Qu’il s’agisse de missions de camouflage, d’infiltration, de diversion, d’espionnage, d’attaque-surprise ou de sabotage, les armées ont toujours rivalisé d’inventivité pour parvenir à leurs fins. Car la guerre est une source constante d’innovation, qu’elle soit technique ou tactique. « Que la stratégie soit belle est un fait, mais n’oubliez pas de regarder le résultat » avertissait Churchill… Faisons justement le tour des opérations (très) spéciales de la Seconde Guerre Mondiale qui ont parfois échappé à la postérité.

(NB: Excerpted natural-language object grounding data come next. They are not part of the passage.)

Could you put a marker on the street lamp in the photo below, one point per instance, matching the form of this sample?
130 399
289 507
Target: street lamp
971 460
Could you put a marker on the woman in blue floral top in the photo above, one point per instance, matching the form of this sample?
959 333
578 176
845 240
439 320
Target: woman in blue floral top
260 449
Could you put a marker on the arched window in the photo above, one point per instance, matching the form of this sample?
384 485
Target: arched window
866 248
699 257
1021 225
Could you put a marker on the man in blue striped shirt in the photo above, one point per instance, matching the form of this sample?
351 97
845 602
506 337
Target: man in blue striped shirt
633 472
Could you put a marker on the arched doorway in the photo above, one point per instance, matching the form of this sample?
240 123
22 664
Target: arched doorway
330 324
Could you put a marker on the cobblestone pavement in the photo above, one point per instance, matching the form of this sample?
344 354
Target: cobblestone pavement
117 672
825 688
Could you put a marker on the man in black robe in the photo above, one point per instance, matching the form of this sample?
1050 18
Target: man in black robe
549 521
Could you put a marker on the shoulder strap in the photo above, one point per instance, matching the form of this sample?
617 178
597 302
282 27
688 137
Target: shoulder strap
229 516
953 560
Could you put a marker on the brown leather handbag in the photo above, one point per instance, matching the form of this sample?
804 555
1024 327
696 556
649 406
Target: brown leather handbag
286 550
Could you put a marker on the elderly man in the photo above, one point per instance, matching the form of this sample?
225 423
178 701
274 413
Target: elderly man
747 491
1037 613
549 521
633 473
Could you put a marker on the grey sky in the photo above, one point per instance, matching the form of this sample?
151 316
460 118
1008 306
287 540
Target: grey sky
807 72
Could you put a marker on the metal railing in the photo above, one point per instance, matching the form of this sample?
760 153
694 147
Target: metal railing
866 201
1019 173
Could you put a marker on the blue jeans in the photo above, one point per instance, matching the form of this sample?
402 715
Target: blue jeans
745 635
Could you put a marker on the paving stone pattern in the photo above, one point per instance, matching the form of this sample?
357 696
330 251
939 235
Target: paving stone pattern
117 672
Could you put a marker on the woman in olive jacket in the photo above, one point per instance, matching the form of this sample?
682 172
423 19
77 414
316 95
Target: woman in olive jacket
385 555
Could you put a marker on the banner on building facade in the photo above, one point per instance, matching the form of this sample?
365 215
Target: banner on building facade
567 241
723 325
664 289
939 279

Une armée qui ne manque pas d’air
Soucieux de détourner l’attention des Nazis de la Normandie, où le Débarquement se prépare, les Alliés mettent sur pied une gigantesque entreprise de diversion dès le printemps 1943 – nom de code, Fortitude. Pour l’appuyer sur le terrain, des unités mobiles (« l’Armée Fantôme ») soignent la supercherie en brouillant les canaux allemands de messages radio bidon, en diffusant les bruits d’une armée en mouvement par haut-parleur, mais aussi en déployant une infrastructure en toc (tanks gonflables, avions de chasse bricolés…) ainsi que des insignes inventés de toutes pièces ! Pour rendre plus authentique encore cette guerre d’illusions, certains des acteurs revêtent des uniformes d’officiers, et Patton lui-même participe aux manœuvres.

Chauve qui peut
On pourrait penser qu’il s’agit d’un énième gadget de Batman… Mais non, la « bat bomb » est un prototype militaire sérieusement étudié par l’US Army en janvier 1942 ! Tout commence lorsqu’un dentiste américain, échaudé par Pearl Harbor, écrit à la Maison-Blanche pour suggérer de convertir les chauves-souris en bombes volantes. Il revenait d’un séjour aux Cavernes de Carlsbad (Nouveau-Mexique), réputées pour être infestées de chiroptères… « Cet homme est loin d’être un imbécile, aurait commenté Roosevelt. C’est une idée complètement folle mais qui vaut la peine qu’on s’y intéresse. »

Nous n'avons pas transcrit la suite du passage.